Mein Vater besaß ein kleines Gut in Nottinghamshire; ich war der dritte seiner fünf Söhne. Mit dem vierzehnten Jahr wurde ich auf Emanuel-College in Cambridge geschickt, wo ich drei Jahre lang blieb und fleißig studierte. Die damit verbundenen Kosten waren jedoch für das kleine Vermögen meines Vaters zu groß, obgleich ich nur einen unbedeutenden Wechsel erhielt; deshalb wurde ich bei Herrn James Bates, einem ausgezeichneten Wundarzt der Hauptstadt London, in die Lehre gegeben, bei dem ich drei Jahre lang blieb. Von Zeit zu Zeit schickte mir mein Vater kleine Geldsummen, die ich auf das Erlernen der Schiffahrtskunde und auf das Studium anderer mathematischer Wissenschaften verwandte, deren Kenntnis für diejenigen durchaus notwendig ist, die große Reisen unternehmen wollen; ich hegte immer ein gewisses Vorgefühl, dies werde früher oder später mein Schicksal sein. Als ich Herrn Bates verließ, kehrte ich zu meinem Vater zurück und erhielt von ihm, meinem Onkel James und einigen anderen Verwandten die Summe von 43 Pfund. Zugleich wurden mir 30 Pfund jährlich versprochen, so daß ich nach Leiden ziehen konnte. Dort studierte ich zwei Jahre und sieben Monate Medizin. Ich wußte, daß mir dies auf großen Reisen von Nutzen sein würde.

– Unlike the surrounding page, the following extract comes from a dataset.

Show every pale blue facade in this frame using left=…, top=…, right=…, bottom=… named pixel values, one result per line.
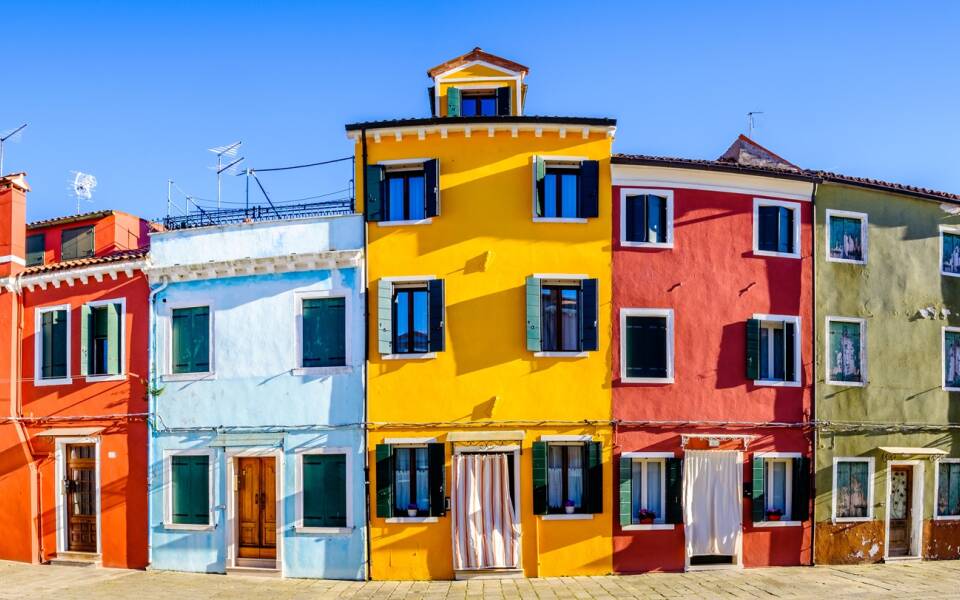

Bald nach meiner Rückkehr aus Leiden erhielt ich durch die Empfehlung meines guten Lehrers Bates die Stelle eines Wundarztes auf der »Schwalbe«, deren Kapitän der kommandierende Abraham Pannel war. Mit diesem Schiffe machte ich einige Reisen nach der Levante und anderen Gegenden. Nach meiner Rückkehr beschloß ich, mich in London niederzulassen, wozu mich auch Herr Bates ermutigte, nachdem er mich mehreren seiner Patienten empfohlen hatte. Ich mietete mir ein Stockwerk eines kleines Hauses in Old Jewry, und da man mir riet, den Junggesellenstand aufzugeben, verheiratete ich mich mit Maria Burton, der zweiten Tochter des Strumpfhändlers Edmund Burton in der Newgate Street, durch die ich 60 Pfund Mitgift erhielt.

Nach zwei Jahren starb aber mein guter Lehrer Bates. Ich hatte nur wenig Freunde, und somit verschlechterte sich auch mein Geschäft, denn mein Gewissen erlaubte mir nicht, in meiner Praxis gelegentlich unerlaubte Handlungen vorzunehmen, wie dies bei so vielen meiner Kollegen üblich ist. Nachdem ich deshalb eine lange Beratung mit meiner Frau und mehreren meiner Bekannten gehalten hatte, beschloß ich, wieder zur See zu gehen. Ich war Wundarzt auf zwei Schiffen und machte sechs Jahre lang verschiedene Reisen nach Ostindien und Amerika, wodurch ich mein Vermögen etwas vermehrte. In meinen Mußestunden las ich die besten älteren und neueren Schriftsteller, denn ich hatte stets eine nicht unbedeutende Anzahl Bücher mitgenommen; war ich ans Land gegangen, so beobachtete ich die Sitten und Charaktere der verschiedenen Nationen und erlernte ihre Sprachen, wozu ich durch die Stärke meines Gedächtnisses befähigt war.

Da die letzte dieser Reisen nicht sehr glücklich verlief, wurde ich des Seefahrens müde und beschloß, bei meiner Frau und meiner Familie zu bleiben. Ich zog aus der Old Jewry in die Fetter Lane und von da nach Wapping, denn ich hoffte, mir unter den dortigen Matrosen eine ärztliche Praxis einzurichten; allein diese Veränderung schlug nicht zu meinem Vorteil aus. Nachdem ich drei Jahre auf eine Besserung meiner Lage gewartet hatte, erhielt ich von Kapitän William Prichard, dem Eigentümer der »Antilope«, die im Begriff war, nach der Südsee abzusegeln, ein vorteilhaftes Anerbieten. Wir fuhren am 4. Mai 1699 von Bristol ab, und unsere Reise war anfangs glücklich.